Without support from fellow Latter-day Saint members, Samuel and his wife Amanda ventured West. The Chambers’ were members of Salt Lake’s 8th ward, where they were assigned custodial duties.
The area known as Millcreek was secured by Sylvester James, Samuel Chambers, and Sylvester Perkins. The Chambers’ family is known as one of the first farming families in Utah after purchasing land in Millcreek in 1875.
They were essential farmers that produced food for the community. The Chambers’ farm grew “many necessities for the family’s survival” said Mayor Silvestrini, including “chickens, eggs, peas, wheat, corn, cabbage, pork, butter, and molasses.”
A brief history of Utah’s Black pioneers in Millcreek
In July of 1847, three enslaved Black men, Green Flake, Oscar Crosby, and Hark Lay, were accompanied by their enslavers in their travels to what is now known as the Salt Lake Valley with Latter-day Saint, Orson Pratt.

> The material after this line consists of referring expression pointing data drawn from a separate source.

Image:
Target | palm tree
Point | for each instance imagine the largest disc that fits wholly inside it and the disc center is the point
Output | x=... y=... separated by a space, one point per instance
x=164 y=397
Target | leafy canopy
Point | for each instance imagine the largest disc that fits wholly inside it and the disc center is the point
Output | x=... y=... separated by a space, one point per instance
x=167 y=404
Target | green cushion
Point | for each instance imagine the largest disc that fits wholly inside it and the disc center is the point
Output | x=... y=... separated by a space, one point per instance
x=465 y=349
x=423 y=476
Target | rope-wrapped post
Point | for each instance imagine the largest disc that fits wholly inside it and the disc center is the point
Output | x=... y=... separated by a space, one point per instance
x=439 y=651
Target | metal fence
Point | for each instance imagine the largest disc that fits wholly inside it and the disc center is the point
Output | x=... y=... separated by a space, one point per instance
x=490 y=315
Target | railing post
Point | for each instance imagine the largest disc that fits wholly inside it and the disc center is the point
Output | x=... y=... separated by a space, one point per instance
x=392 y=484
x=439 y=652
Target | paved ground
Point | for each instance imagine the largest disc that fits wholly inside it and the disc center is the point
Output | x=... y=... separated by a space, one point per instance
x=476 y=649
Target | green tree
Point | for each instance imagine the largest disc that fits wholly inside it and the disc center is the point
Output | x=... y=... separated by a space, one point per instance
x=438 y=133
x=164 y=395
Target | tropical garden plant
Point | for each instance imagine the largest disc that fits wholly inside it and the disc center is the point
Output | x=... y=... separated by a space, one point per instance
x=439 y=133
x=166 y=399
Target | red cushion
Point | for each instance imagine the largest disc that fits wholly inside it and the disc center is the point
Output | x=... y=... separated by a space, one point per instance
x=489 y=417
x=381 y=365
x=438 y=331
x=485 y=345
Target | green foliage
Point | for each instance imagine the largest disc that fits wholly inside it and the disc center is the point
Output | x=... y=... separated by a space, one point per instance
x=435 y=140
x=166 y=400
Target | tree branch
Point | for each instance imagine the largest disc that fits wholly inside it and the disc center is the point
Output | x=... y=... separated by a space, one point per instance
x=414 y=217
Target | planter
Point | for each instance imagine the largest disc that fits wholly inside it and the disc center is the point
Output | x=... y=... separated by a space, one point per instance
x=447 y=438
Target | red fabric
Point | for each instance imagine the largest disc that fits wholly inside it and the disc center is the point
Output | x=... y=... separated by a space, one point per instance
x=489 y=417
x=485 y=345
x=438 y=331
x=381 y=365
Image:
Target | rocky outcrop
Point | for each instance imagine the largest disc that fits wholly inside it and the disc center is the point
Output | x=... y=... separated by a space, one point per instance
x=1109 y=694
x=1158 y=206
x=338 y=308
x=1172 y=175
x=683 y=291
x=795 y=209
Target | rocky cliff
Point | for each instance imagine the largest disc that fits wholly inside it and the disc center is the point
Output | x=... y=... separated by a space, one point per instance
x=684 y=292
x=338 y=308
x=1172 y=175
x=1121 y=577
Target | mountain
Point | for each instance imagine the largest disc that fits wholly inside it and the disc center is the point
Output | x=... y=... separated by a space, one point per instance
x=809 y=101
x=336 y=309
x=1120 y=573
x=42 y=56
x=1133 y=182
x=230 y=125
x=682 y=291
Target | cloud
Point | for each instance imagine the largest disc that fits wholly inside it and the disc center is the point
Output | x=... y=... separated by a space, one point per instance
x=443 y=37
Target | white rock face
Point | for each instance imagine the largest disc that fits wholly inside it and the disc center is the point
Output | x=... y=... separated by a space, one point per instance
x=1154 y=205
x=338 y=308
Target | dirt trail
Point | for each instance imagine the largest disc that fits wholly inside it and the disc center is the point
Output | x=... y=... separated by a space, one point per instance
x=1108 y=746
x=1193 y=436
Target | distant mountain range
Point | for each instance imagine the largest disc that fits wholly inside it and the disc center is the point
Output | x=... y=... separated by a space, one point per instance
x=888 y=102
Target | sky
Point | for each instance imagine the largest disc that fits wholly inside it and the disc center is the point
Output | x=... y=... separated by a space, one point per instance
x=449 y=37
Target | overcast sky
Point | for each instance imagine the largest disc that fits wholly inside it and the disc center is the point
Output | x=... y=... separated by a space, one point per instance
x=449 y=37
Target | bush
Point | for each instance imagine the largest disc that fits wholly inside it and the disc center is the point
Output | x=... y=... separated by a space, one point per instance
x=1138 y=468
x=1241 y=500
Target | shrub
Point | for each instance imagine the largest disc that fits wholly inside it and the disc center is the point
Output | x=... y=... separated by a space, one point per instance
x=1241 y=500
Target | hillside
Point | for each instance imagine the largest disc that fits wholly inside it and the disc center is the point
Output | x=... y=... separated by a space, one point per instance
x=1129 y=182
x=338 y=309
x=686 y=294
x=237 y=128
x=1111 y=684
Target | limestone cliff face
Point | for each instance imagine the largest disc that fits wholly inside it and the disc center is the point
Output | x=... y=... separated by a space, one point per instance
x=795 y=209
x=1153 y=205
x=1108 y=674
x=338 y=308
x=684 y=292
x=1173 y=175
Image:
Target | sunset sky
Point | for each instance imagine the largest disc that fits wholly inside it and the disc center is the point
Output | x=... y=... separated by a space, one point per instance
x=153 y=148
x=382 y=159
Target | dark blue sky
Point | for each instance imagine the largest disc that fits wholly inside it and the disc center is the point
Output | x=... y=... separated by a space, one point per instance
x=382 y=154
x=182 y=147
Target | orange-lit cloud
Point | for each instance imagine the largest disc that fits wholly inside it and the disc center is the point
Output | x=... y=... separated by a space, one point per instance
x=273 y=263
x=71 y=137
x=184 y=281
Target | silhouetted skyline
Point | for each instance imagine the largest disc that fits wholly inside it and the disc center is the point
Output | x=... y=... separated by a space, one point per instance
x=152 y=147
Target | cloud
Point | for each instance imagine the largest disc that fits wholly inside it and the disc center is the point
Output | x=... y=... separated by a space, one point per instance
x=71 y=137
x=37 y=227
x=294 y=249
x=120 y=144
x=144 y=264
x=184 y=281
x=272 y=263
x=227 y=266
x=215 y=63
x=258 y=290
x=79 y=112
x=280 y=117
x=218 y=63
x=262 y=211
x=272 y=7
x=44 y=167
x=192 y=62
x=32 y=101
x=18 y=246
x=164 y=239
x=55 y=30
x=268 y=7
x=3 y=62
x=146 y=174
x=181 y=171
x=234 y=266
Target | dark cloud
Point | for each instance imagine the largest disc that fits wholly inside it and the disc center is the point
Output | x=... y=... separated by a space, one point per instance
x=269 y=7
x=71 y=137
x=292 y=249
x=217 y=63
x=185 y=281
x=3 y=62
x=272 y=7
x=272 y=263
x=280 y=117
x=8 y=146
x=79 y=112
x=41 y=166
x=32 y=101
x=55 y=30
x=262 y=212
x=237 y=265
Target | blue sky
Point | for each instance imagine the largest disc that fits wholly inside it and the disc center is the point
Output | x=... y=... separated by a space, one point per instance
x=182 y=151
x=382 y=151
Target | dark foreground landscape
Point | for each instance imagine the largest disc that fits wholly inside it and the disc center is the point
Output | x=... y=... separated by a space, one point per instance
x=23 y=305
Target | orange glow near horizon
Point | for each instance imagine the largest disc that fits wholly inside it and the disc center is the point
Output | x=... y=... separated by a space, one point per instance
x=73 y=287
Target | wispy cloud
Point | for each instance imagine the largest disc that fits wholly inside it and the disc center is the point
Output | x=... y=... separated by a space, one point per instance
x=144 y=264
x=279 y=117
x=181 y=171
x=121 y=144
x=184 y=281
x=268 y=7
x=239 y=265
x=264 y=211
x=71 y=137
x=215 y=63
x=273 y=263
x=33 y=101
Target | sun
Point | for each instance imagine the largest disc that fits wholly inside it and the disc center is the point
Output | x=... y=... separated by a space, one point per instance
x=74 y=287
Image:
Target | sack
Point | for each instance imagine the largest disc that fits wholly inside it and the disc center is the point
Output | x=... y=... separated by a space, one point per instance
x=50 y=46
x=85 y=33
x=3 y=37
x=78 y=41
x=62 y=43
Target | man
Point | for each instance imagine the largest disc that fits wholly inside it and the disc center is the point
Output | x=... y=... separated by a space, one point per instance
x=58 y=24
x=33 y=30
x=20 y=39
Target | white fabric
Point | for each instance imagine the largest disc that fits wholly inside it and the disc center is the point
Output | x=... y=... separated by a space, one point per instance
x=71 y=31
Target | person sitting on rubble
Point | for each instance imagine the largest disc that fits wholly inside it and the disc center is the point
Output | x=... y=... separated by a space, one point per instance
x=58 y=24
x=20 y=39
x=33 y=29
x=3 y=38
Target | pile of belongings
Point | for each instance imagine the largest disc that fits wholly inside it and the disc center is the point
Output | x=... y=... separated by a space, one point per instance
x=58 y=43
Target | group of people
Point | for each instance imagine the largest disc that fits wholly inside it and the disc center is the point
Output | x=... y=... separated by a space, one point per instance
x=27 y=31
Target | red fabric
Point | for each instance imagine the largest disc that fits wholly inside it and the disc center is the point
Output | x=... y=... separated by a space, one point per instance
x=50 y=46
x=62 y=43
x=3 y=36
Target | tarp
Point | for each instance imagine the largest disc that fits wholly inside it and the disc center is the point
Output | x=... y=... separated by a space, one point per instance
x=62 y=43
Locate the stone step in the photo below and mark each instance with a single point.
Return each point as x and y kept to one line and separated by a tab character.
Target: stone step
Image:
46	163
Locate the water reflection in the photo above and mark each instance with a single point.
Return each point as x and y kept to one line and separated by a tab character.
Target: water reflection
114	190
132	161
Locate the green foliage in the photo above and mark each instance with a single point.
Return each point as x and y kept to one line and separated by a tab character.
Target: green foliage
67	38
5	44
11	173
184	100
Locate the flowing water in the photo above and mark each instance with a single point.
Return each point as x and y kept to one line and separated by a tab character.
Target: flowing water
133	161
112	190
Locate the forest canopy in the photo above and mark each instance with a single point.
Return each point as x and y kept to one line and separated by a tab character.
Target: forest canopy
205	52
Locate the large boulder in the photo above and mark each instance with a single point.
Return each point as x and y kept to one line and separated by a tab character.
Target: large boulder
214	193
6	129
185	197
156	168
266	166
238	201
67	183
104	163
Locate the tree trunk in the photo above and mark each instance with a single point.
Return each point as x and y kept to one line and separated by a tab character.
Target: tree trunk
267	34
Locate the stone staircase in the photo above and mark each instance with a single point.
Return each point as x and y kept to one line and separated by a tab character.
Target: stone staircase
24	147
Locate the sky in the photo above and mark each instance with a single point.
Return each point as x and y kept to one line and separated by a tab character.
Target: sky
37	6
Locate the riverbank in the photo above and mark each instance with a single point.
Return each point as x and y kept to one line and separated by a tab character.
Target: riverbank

Black pioneers played an integral role in the development of Utah. Freed enslaved Black pioneers acquired land in the Cottonwood and Fort Union areas. They nurtured valued acres of agriculture, built homes, and raised families–creating sustainable Black livelihood in Millcreek.
Utah was a slave state until 1862 when Congress prohibited slavery in the United States by the Emancipation Proclamation.
As of 2020, 62,0732 people reside in Millcreek. Around 1.94% of the population identifies as Black or African-American. Approxemently 88.13% of Millcreek’s residents identify as white.